As shown in FIG. 61 (a), when the ROCK inhibitor was not added to the bFGF-containing human iPS medium, the iPS cells did not form colonies. On the other hand, as shown in FIG. 61 (b), when the ROCK inhibitor was added to the bFGF-containing human iPS medium, the iPS cells formed colonies. From this result, it was shown that the ROCK inhibitor is effective when iPS cells are suspended-cultured from a single cell.

(Example 4)
As a container for storing the dialysis tube, Falcon Conical Tube 50 mL (registered trademark), which is a non-carbon dioxide permeable container, and G-Rex (registered trademark, Wilson Wolf), which is a carbon dioxide permeable container, are used. The cells were suspended and cultured under the same conditions except for the container. As a result, as shown in FIG. 62, the cell viability was higher when the cells were cultured using a carbon dioxide permeable container.

(Example 5)
Gel medium containing iPS cells was placed in each of two dialysis modules (Spectrem G235035) equipped with a dialysis tube having a molecular weight cut off of 100 kDa. Further, the dialysis module was placed in each 50 mL centrifuge tube, and the gel medium was placed around the dialysis tube in the centrifuge tube. Also, the gel medium containing the iPS cells was placed directly in another 50 mL centrifuge tube.

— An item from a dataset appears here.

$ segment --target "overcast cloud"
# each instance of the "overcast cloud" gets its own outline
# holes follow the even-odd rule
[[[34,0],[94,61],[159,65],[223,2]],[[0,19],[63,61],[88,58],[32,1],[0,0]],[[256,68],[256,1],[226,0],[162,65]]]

Then, for several days, a pump was connected to one of the two centrifugal tubes containing the dialysis tube inside, as shown in FIG. 21, and the gel medium in the centrifugal tube was continuously replaced. The gel medium was stored at 4 ° C and set to 37 ° C when reaching the centrifuge tube. No pump was connected to the other centrifuge tube of the two centrifuge tubes containing the dialysis tube inside, and the gel medium in the centrifuge tube was not replaced. Also, the gel medium in the centrifuge tube without the dialysis tube inside was not replaced.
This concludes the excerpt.